LogiNumSynth: Synthesizing Joint Logical-Numerical Reasoning Problems for Language Models
This addresses the problem of limited and inflexible datasets for evaluating and training language models on integrated reasoning skills, though it is incremental as it builds on existing synthesis and evaluation methods.
The paper tackled the challenge of joint logical-numerical reasoning in language models by introducing LogiNumSynth, a flexible synthesizer for generating controllable reasoning tasks, which revealed persistent weaknesses in LLMs and improved their performance through targeted training.

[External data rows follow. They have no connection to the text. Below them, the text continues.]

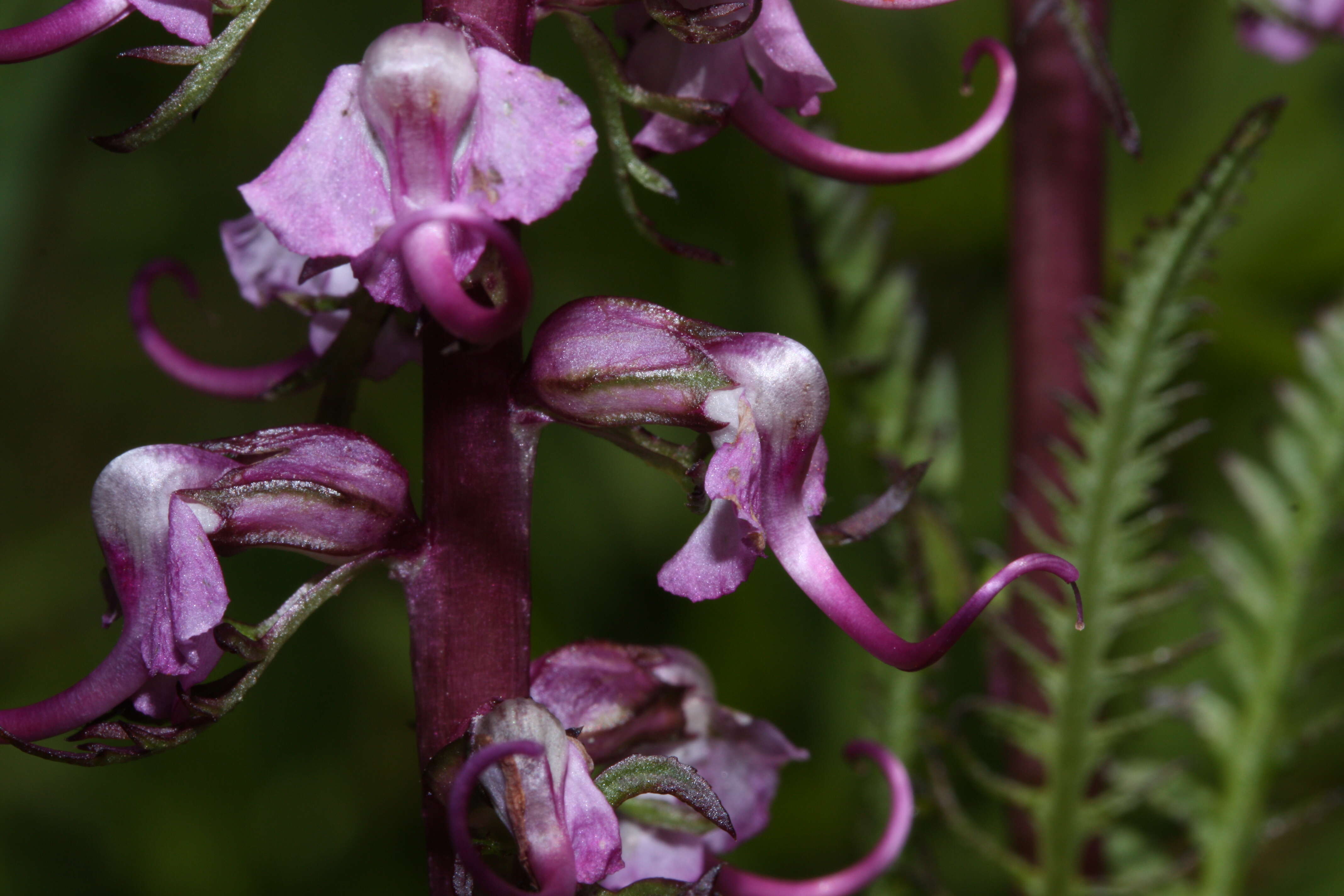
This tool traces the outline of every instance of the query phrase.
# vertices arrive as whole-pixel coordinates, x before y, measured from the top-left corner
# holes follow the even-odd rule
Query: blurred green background
[[[0,26],[54,5],[8,0]],[[982,34],[1004,35],[1000,0],[907,13],[798,0],[797,11],[840,89],[824,116],[847,142],[910,149],[965,126],[991,86],[957,94],[957,60]],[[1176,455],[1164,497],[1187,510],[1173,544],[1230,513],[1219,453],[1259,453],[1271,383],[1290,373],[1293,334],[1344,285],[1344,50],[1293,67],[1243,52],[1226,0],[1124,0],[1114,63],[1144,129],[1145,156],[1114,154],[1110,246],[1118,258],[1145,216],[1161,214],[1251,102],[1290,98],[1253,184],[1243,220],[1222,240],[1188,416],[1214,430]],[[274,404],[204,398],[141,355],[124,310],[145,261],[192,266],[203,301],[168,289],[156,314],[180,345],[220,363],[292,351],[302,322],[258,313],[237,296],[216,226],[245,212],[235,185],[261,172],[297,130],[327,73],[355,62],[418,3],[281,0],[199,120],[133,156],[86,137],[146,114],[181,70],[116,60],[164,42],[133,16],[85,44],[0,69],[0,705],[52,693],[81,677],[114,633],[98,626],[102,566],[87,514],[94,477],[116,454],[308,419],[316,395]],[[538,28],[535,64],[585,98],[591,89],[563,28]],[[895,216],[892,251],[919,273],[931,344],[954,355],[966,446],[960,519],[973,539],[1000,541],[1007,481],[1005,145],[964,168],[875,191]],[[538,283],[531,328],[587,294],[638,296],[685,314],[782,332],[827,360],[814,298],[796,261],[778,163],[734,132],[660,163],[680,203],[642,196],[676,236],[732,261],[710,267],[642,242],[618,211],[605,154],[578,196],[528,228]],[[358,429],[419,470],[419,368],[366,386]],[[828,516],[880,490],[856,459],[843,412],[832,445]],[[688,646],[718,676],[724,703],[774,720],[813,760],[784,775],[770,830],[739,861],[777,875],[820,873],[867,842],[859,778],[839,759],[862,729],[863,677],[874,662],[765,562],[737,594],[710,604],[661,592],[659,566],[695,523],[677,486],[610,445],[552,427],[542,441],[534,513],[534,650],[582,637]],[[872,545],[839,552],[871,590]],[[284,553],[230,559],[231,615],[259,619],[314,564]],[[957,680],[976,688],[978,645]],[[898,674],[898,673],[890,673]],[[1193,673],[1199,674],[1199,666]],[[81,770],[0,750],[0,892],[8,893],[419,893],[422,849],[410,728],[405,614],[398,590],[368,576],[317,614],[247,701],[187,748],[129,766]],[[1157,736],[1161,740],[1161,735]],[[1168,748],[1179,750],[1172,732]],[[1172,747],[1175,744],[1175,747]],[[1339,744],[1292,772],[1309,793],[1337,785]],[[929,809],[922,817],[935,823]],[[992,822],[992,818],[991,818]],[[922,823],[917,821],[917,823]],[[1255,888],[1344,892],[1336,823],[1279,841]],[[939,841],[941,842],[941,841]],[[966,850],[953,892],[1004,892]],[[956,850],[956,852],[954,852]]]

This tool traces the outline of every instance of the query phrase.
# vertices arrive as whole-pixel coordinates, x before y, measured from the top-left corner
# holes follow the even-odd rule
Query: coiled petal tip
[[[309,348],[302,348],[284,360],[255,367],[223,367],[187,355],[168,341],[151,314],[149,292],[160,277],[175,278],[191,298],[199,296],[196,278],[185,265],[171,258],[149,262],[140,269],[130,285],[128,301],[130,325],[149,360],[183,386],[218,398],[259,399],[286,377],[317,360]]]
[[[742,133],[780,159],[825,177],[860,184],[899,184],[939,175],[972,159],[985,148],[1008,120],[1017,90],[1012,54],[993,38],[970,44],[962,58],[969,73],[984,55],[993,58],[999,85],[989,106],[966,130],[952,140],[915,152],[872,152],[827,140],[794,124],[755,89],[747,89],[732,106],[730,118]]]
[[[462,860],[462,865],[466,866],[466,872],[472,876],[476,885],[487,896],[573,896],[575,887],[573,864],[570,866],[571,873],[558,873],[550,880],[538,881],[540,891],[530,893],[496,875],[485,864],[481,853],[472,842],[466,811],[472,801],[472,791],[476,789],[476,782],[492,764],[516,754],[542,756],[546,754],[546,748],[535,740],[508,740],[482,747],[462,763],[457,776],[453,778],[453,786],[448,795],[448,836],[453,841],[453,850]]]

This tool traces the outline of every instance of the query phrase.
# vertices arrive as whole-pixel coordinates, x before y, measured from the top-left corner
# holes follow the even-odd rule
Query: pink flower
[[[581,298],[538,329],[520,402],[579,426],[673,423],[708,433],[708,514],[659,572],[691,600],[728,594],[771,549],[800,588],[863,649],[899,669],[945,654],[1011,582],[1078,570],[1031,553],[989,579],[918,642],[892,633],[836,568],[810,517],[825,502],[821,426],[829,388],[821,364],[786,336],[734,333],[633,298]],[[1075,588],[1077,592],[1077,588]],[[1082,603],[1079,599],[1082,626]]]
[[[496,222],[559,208],[595,150],[587,109],[563,83],[423,21],[336,69],[298,136],[241,189],[285,249],[352,261],[378,301],[423,302],[456,336],[491,343],[517,329],[531,297],[521,251]],[[487,240],[508,281],[493,308],[458,285]]]

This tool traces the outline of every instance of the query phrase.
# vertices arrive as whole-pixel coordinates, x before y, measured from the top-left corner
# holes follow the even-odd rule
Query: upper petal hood
[[[359,66],[327,78],[285,150],[239,191],[290,251],[353,258],[392,223],[386,163],[359,105]]]

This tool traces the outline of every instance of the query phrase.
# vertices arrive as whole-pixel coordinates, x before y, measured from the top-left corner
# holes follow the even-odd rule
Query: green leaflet
[[[1290,709],[1293,682],[1312,656],[1304,650],[1308,609],[1313,598],[1333,596],[1318,578],[1331,528],[1344,514],[1344,308],[1321,317],[1302,339],[1301,356],[1306,382],[1279,392],[1285,419],[1269,435],[1269,465],[1234,457],[1224,466],[1254,536],[1215,533],[1203,544],[1222,584],[1219,654],[1234,688],[1204,690],[1193,705],[1219,778],[1198,827],[1206,896],[1242,892],[1270,833],[1265,799],[1277,758],[1341,715],[1336,707],[1302,721]],[[1288,817],[1294,814],[1309,813]]]
[[[1165,470],[1165,455],[1185,434],[1172,431],[1175,404],[1183,392],[1169,386],[1192,347],[1183,339],[1192,316],[1184,290],[1226,228],[1231,207],[1250,177],[1251,161],[1281,109],[1282,101],[1275,99],[1242,118],[1195,187],[1138,246],[1120,301],[1091,332],[1094,352],[1086,375],[1095,411],[1074,410],[1073,430],[1081,453],[1060,455],[1074,500],[1056,497],[1062,543],[1036,539],[1042,549],[1060,553],[1079,568],[1087,629],[1074,633],[1066,607],[1038,599],[1058,664],[1050,664],[1050,657],[1039,652],[1031,657],[1036,649],[1024,641],[1008,646],[1032,666],[1052,665],[1042,678],[1052,712],[1044,716],[1000,707],[989,713],[1040,760],[1044,771],[1039,793],[1013,801],[1038,832],[1040,864],[1024,868],[1017,861],[1004,862],[1034,896],[1097,891],[1079,875],[1083,845],[1093,837],[1109,836],[1117,815],[1130,809],[1142,791],[1157,786],[1150,776],[1118,774],[1109,790],[1089,795],[1116,742],[1164,715],[1152,709],[1102,721],[1103,707],[1133,686],[1136,672],[1169,658],[1116,658],[1111,653],[1129,626],[1169,603],[1165,595],[1159,596],[1163,570],[1153,555],[1159,520],[1148,510],[1152,489]],[[1030,588],[1027,592],[1031,596]],[[1210,707],[1206,724],[1224,724],[1218,716]],[[1130,872],[1111,884],[1153,887],[1161,879],[1137,866]],[[1179,868],[1168,861],[1165,873],[1173,877]]]

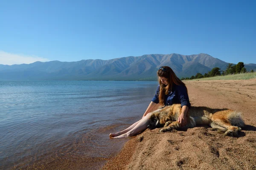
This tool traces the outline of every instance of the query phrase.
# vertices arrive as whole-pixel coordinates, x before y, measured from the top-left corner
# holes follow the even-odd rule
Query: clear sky
[[[0,64],[206,53],[256,63],[256,0],[1,0]]]

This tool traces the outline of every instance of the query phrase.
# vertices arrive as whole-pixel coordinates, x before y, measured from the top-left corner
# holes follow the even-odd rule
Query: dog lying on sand
[[[174,104],[157,110],[152,112],[148,128],[153,129],[163,126],[160,129],[160,132],[180,128],[178,118],[181,111],[180,104]],[[231,136],[237,136],[241,130],[241,128],[244,126],[241,113],[227,109],[192,106],[187,113],[186,117],[187,123],[182,128],[192,128],[198,125],[208,125],[218,132]]]

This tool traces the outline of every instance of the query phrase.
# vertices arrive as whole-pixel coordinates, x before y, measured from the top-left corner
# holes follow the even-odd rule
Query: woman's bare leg
[[[148,128],[148,125],[150,122],[149,117],[151,116],[151,113],[148,113],[145,116],[143,117],[141,120],[137,122],[138,122],[138,123],[137,125],[132,129],[130,130],[127,132],[125,133],[114,137],[114,138],[125,138],[125,137],[131,136],[135,135],[139,132],[146,129]]]
[[[111,137],[114,137],[114,136],[119,136],[120,135],[122,135],[122,134],[124,134],[125,133],[126,133],[126,132],[127,132],[129,131],[129,130],[131,130],[136,125],[137,125],[137,124],[138,123],[139,123],[139,122],[142,119],[140,119],[139,121],[138,121],[138,122],[136,122],[135,123],[134,123],[133,124],[132,124],[132,125],[131,125],[131,126],[130,126],[129,128],[128,128],[127,129],[125,129],[123,130],[120,131],[120,132],[116,132],[116,133],[110,133],[109,134],[109,136],[111,136]]]

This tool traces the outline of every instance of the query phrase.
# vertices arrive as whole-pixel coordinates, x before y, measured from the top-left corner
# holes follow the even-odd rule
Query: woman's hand
[[[180,124],[181,127],[183,127],[186,124],[187,118],[186,115],[184,113],[181,113],[180,115],[178,118],[178,121]]]

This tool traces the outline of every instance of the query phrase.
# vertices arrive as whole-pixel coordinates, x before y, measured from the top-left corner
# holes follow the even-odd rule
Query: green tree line
[[[239,73],[246,73],[246,68],[244,68],[244,64],[243,62],[239,62],[237,65],[233,65],[232,63],[229,63],[227,66],[227,69],[225,71],[221,71],[218,67],[215,67],[208,72],[203,75],[200,73],[197,73],[195,76],[192,76],[191,77],[182,77],[181,80],[201,79],[202,78],[211,77],[218,76],[224,76],[228,74],[239,74]],[[254,72],[253,70],[250,71],[251,73]]]

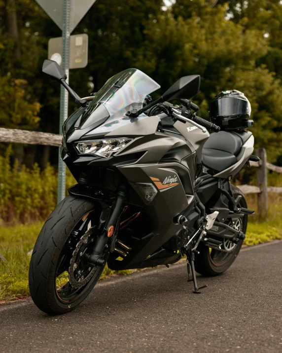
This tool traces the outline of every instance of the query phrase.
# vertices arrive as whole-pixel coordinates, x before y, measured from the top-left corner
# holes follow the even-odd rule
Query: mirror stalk
[[[145,106],[145,107],[143,107],[142,108],[141,108],[141,109],[139,109],[139,110],[137,110],[137,109],[133,109],[129,112],[127,112],[126,115],[127,117],[137,118],[140,115],[140,114],[141,114],[142,113],[144,113],[144,112],[145,112],[146,110],[148,110],[148,109],[150,109],[150,108],[152,108],[152,107],[156,105],[158,103],[159,103],[161,102],[163,102],[162,97],[161,97],[158,99],[157,99],[153,102],[151,102],[150,103],[149,103],[149,104],[147,104],[146,106]]]
[[[85,99],[81,99],[79,96],[71,88],[66,82],[65,78],[61,78],[60,80],[60,83],[64,86],[68,92],[70,93],[72,99],[76,103],[79,103],[83,107],[87,105],[87,101]]]

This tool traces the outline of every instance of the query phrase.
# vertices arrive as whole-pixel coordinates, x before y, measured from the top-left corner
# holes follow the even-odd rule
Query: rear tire
[[[86,215],[89,215],[89,212],[94,211],[95,207],[95,205],[90,201],[68,196],[52,212],[38,235],[30,265],[29,287],[35,305],[47,314],[64,314],[77,307],[90,293],[104,270],[105,265],[97,267],[93,278],[85,287],[76,291],[77,295],[74,292],[73,298],[65,300],[60,296],[61,289],[57,288],[56,277],[58,264],[64,256],[63,253],[66,246],[70,242],[67,239],[72,234],[71,232],[75,229],[76,225],[81,224],[83,217],[88,217]],[[99,216],[100,212],[98,215]],[[73,235],[71,236],[72,241],[76,244],[79,240],[80,235],[77,240],[73,238]],[[67,268],[70,266],[70,261],[66,258]],[[104,258],[106,261],[106,255]]]
[[[235,197],[239,195],[242,196],[239,205],[241,207],[247,208],[246,199],[244,194],[237,187],[232,185],[232,192]],[[247,215],[245,215],[242,219],[242,231],[246,234],[247,225]],[[195,257],[195,269],[198,273],[206,276],[216,276],[225,272],[228,270],[231,265],[235,261],[241,247],[243,243],[243,240],[237,244],[236,247],[231,252],[229,253],[228,256],[224,259],[222,263],[216,263],[213,261],[212,252],[216,251],[219,252],[219,250],[212,250],[210,252],[210,248],[206,245],[200,243],[197,250],[200,252],[199,255],[196,255]],[[213,254],[214,254],[213,252]],[[224,253],[223,253],[224,254]]]

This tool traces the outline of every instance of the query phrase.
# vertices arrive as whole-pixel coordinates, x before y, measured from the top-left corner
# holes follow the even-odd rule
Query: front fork
[[[116,200],[112,206],[112,209],[110,209],[106,220],[103,220],[103,213],[101,215],[98,227],[98,229],[101,231],[101,234],[98,235],[96,246],[92,253],[87,256],[87,262],[91,265],[104,266],[105,264],[105,260],[102,258],[102,256],[109,238],[111,237],[113,234],[115,234],[115,232],[112,231],[112,227],[114,229],[122,211],[127,196],[126,186],[124,184],[120,185],[117,194]],[[112,241],[114,241],[114,239]]]

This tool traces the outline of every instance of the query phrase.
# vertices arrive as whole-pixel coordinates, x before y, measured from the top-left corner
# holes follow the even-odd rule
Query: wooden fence
[[[62,135],[56,134],[0,128],[0,142],[60,146],[62,138]],[[282,194],[282,188],[268,187],[267,170],[282,173],[282,167],[278,167],[267,162],[266,151],[264,148],[258,149],[256,156],[260,158],[260,161],[250,162],[250,164],[251,166],[256,167],[257,186],[246,185],[240,185],[238,187],[244,194],[257,194],[258,213],[261,217],[267,214],[268,193]]]

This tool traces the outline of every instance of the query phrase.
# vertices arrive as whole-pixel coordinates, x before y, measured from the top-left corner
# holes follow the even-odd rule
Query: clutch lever
[[[181,122],[185,124],[185,122],[189,122],[190,124],[194,125],[195,126],[198,127],[198,128],[202,130],[203,132],[207,132],[207,129],[204,126],[202,126],[199,124],[197,124],[197,122],[193,121],[190,119],[188,119],[187,118],[184,118],[182,115],[180,115],[178,114],[178,111],[174,108],[172,108],[172,115],[175,117],[176,118],[177,120],[179,120]]]

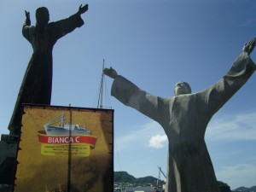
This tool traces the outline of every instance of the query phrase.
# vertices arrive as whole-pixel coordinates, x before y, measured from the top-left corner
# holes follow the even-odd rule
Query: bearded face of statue
[[[174,94],[175,96],[183,95],[183,94],[190,94],[191,88],[189,84],[186,82],[178,82],[175,84],[174,87]]]

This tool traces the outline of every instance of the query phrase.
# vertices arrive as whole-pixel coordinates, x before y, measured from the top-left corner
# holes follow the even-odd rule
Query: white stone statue
[[[175,85],[175,96],[153,96],[118,75],[112,67],[104,73],[114,80],[111,95],[163,127],[168,140],[167,192],[218,192],[217,179],[204,140],[213,114],[247,82],[256,69],[250,53],[253,38],[230,70],[206,90],[191,93],[187,83]]]

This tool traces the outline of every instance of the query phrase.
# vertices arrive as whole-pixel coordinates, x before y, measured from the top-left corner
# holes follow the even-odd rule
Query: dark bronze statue
[[[52,50],[57,40],[76,27],[84,25],[81,15],[88,10],[88,4],[80,6],[72,16],[48,23],[49,15],[47,8],[36,11],[36,26],[31,26],[30,13],[25,11],[26,21],[22,34],[33,49],[19,91],[18,98],[9,130],[11,135],[19,135],[22,116],[22,103],[49,105],[52,87]]]

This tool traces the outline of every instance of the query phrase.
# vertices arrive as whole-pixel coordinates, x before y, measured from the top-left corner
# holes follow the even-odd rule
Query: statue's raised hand
[[[256,38],[252,38],[248,43],[245,44],[242,48],[242,50],[247,54],[251,54],[256,45]]]
[[[26,15],[26,19],[30,19],[30,13],[29,13],[29,11],[25,10],[25,15]]]
[[[118,76],[117,72],[113,68],[112,68],[112,67],[110,67],[110,68],[104,68],[103,73],[105,75],[108,76],[109,78],[112,78],[112,79],[115,79],[116,76]]]
[[[89,7],[88,4],[85,4],[84,7],[82,5],[80,5],[78,13],[79,15],[84,14],[88,10],[88,7]]]

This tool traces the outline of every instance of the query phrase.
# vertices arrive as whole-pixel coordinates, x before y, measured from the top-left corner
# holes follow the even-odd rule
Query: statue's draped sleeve
[[[214,114],[248,80],[255,69],[248,54],[242,52],[218,83],[198,93],[206,104],[205,110]]]
[[[123,104],[131,107],[159,122],[163,108],[163,99],[153,96],[118,75],[112,84],[111,95]]]

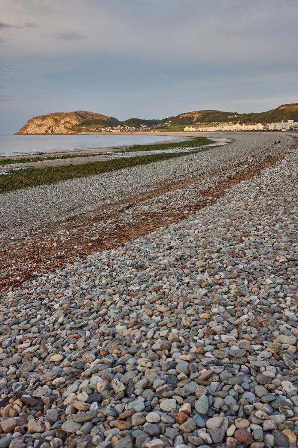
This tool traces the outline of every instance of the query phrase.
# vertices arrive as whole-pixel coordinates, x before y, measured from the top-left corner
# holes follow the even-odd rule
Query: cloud
[[[6,23],[5,22],[0,22],[0,29],[4,29],[7,28],[19,28],[15,25],[11,25],[10,23]]]
[[[82,34],[79,33],[76,33],[75,31],[73,32],[60,33],[56,36],[58,39],[63,39],[64,40],[74,40],[76,39],[82,39],[84,37]]]

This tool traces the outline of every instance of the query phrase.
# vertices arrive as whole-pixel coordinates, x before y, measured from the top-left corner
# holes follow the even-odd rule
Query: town
[[[203,123],[204,124],[204,123]],[[213,125],[201,125],[199,123],[191,126],[186,126],[185,131],[197,131],[213,132],[216,131],[293,131],[298,130],[298,118],[282,120],[280,122],[262,123],[212,123]]]
[[[147,131],[151,129],[164,128],[169,126],[170,123],[162,123],[161,124],[140,124],[139,126],[123,126],[118,124],[117,126],[106,126],[105,127],[93,127],[88,129],[88,131],[102,132],[135,132]]]

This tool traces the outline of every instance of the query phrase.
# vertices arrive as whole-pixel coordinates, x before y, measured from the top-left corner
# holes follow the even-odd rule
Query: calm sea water
[[[130,146],[174,140],[157,135],[14,135],[0,134],[0,156],[19,155],[53,151],[72,151],[106,146]]]

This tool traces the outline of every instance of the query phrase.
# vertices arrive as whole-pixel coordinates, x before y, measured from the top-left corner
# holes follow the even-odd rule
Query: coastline
[[[55,134],[55,135],[111,135],[115,134],[117,135],[148,135],[148,132],[81,132],[79,134]],[[174,143],[175,141],[183,141],[184,140],[187,140],[188,138],[190,137],[196,137],[196,136],[202,136],[202,134],[204,133],[203,132],[156,132],[154,134],[156,136],[166,136],[168,135],[169,137],[177,137],[176,139],[171,139],[166,140],[163,140],[162,141],[153,141],[150,142],[148,143],[144,143],[144,145],[149,145],[153,144],[154,145],[160,145],[160,144],[164,144],[165,143]],[[177,134],[178,134],[177,135]],[[14,134],[15,135],[15,134]],[[18,134],[17,135],[48,135],[48,134]],[[182,138],[184,137],[184,138]],[[210,139],[213,139],[212,138]],[[115,151],[117,151],[117,150],[120,150],[121,148],[124,147],[127,147],[128,146],[134,146],[134,145],[117,145],[114,146],[98,146],[96,148],[81,148],[79,149],[74,149],[74,150],[65,150],[65,151],[61,151],[61,150],[53,150],[53,151],[48,151],[46,152],[39,152],[35,153],[34,154],[26,154],[25,153],[20,154],[19,155],[11,155],[11,156],[5,156],[5,155],[0,155],[0,164],[1,164],[1,160],[3,160],[4,159],[6,160],[17,160],[20,157],[29,157],[30,156],[30,158],[36,158],[37,157],[40,157],[41,156],[47,156],[47,155],[51,155],[51,156],[59,156],[59,155],[79,155],[80,154],[90,154],[92,155],[94,153],[98,153],[98,152],[103,152],[103,153],[107,153],[107,152],[113,152]]]

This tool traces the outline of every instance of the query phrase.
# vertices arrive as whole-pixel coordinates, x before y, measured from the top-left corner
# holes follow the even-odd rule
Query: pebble
[[[183,221],[0,293],[0,448],[297,445],[285,157]]]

Joint logical-numerical reasoning remains a major challenge for language models, yet existing datasets rely on fixed rule sets and offer limited control over task complexity, constraining their generalizability for evaluation and training. We present LogiNumSynth, a flexible natural language problem synthesizer that synthesizes tasks requiring proficiency in joint logical reasoning (e.g., rule-based reasoning) and numerical reasoning (e.g., arithmetic computation). LogiNumSynth supports fine-grained control over reasoning world richness, logical reasoning depth, and the complexity of numerical computations, enabling flexible data synthesis across difficulty levels. We demonstrate three key contributions: (1) Synthesizer -- synthesizing fully controllable joint reasoning tasks over natural language; (2) Evaluation & Process Analysis -- evaluating both process accuracy and answer accuracy; (3) Targeted Training -- using synthesized data to enhance LLMs' reasoning performance. Experiments with multiple LLMs highlight persistent weaknesses in logical-numerical reasoning, showing that LogiNumSynth can serve as both a diagnostic tool and a source of targeted supervision for advancing integrated reasoning skills.